Но с точки зрения разумности вопрос даже не в том, что собака понимает, что в дом входить нельзя, и сама останавливается у порога, а в необучаемости. Дети могут затащить щенка в дом и с ним там играть. Но, подрастая, пес перестает требовать, чтобы его пускали за порог. Хозяйка или хозяин несколько раз прикрикнут на него, и он все понял! Пес обучаем, и потому считается умным!
Никого из домашних животных, включая кур или уток, обучить не удается. Поэтому их не обучают, за ними постоянно следят и считают дураком того, кто не понимает, что за скотиной требуется глаз да глаз!
Однако даже состояние скотины имеет несколько градаций, потому что скотина – это общее название для всех домашних животных, снабжающих человека пищей. Однако может быть тупая скотина, а может – шкодливая или пакостливая. А это уже требует вполне определенной сообразительности!
Само слово «скот» известно на Руси с древности. Еще Велес назывался скотьим богом. Но при этом у него развились дополнительные значения, и, по крайней мере, с восемнадцатого века наши словари приводят не только значение: «четвероногие домашние животные – подъяремные волы, коровы, овцы, козы, кони», но и «скотен – подобен подъяремному скоту» (Словарь Академии Российской).
В этом определении подчеркнуто именно то, что делает человека быдлом, то есть скотом. Слово «быдло», видимо, заимствовано из польского. Причем, в отношении к людям это слово также подчеркивает «подъяремность»: «О тупых, безвольных людях, покорных насилию. В устах помещиков-крепостников – презрительное обозначение крестьянской массы, как безвольного, бессловесного и покорного стада, опекаемого помещиком» (Ушаков).

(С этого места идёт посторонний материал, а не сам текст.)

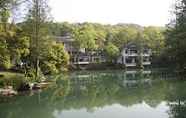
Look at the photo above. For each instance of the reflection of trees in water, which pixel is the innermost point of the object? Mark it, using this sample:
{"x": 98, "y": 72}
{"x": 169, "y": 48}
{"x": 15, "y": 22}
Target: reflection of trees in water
{"x": 177, "y": 100}
{"x": 94, "y": 89}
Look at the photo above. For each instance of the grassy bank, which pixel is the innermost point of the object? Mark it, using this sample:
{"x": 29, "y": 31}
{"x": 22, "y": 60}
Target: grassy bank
{"x": 11, "y": 79}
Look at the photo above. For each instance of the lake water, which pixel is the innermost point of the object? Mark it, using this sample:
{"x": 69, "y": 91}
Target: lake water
{"x": 103, "y": 94}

Однако эта «покорность» в отношении рабочего скота столь же условна, как и его «подъяремность». Быдло вовсе не бессловесно и не покорно. Это только у Пушкина народ безмолвствует, а вот в архивах Пыточного приказа сохранилась куча дел, возбужденных во времена самодержцев на тех, кто говорил.
Образ крестьян, как безвольной и покорной массы эксплуатируемых, был удобен советской идеологической машине, пока надо было ломать старый уклад и переманивать народ на сторону «хорошей советской власти». Поэтому в тридцатых годах Ушаков отражает официальное мнение на быдло. А вот Евгеньева в восьмидесятых полностью убирает эту статью из своего словаря. Почему?
Потому что при советской власти стало ясно, что гегемон, рабочий класс – это вовсе не покорное быдло, а быдло вполне разрушительное и неуправляемое. А поскольку булыжник по-прежнему оставался оружием пролетариата, то еще и опасное.
«Сознательных рабочих», то есть хозяев, разумных людей, среди этой «крестьянско-рабочей массы» оказалось на удивление мало. Впрочем, чему тут удивляться, если старшее поколение хозяев просто уничтожили, а процент разумных людей всегда низок!
И вот в языке начинают появляться изменения, они отражают общий поворот от воспевания рабочего человека к презрению и отвращению к его быдляческим чертам. И не к безволию и послушности, что приветствовалось бы властью. Нет, именно к скотской потребности гадить, вредить, лезть, куда не надо, воровать, напиваться.
Иными словами, идеалистически надуманная возможность каждому дать по способностям к развитию способностей не повела! Биология взяла свое, и процентовка разума осталась прежней! А процентовка скотства, похоже, даже возросла, поскольку править страной стали не помещики, а кухарки! И это еще усилилось после девяностых, когда страну начали разрушать…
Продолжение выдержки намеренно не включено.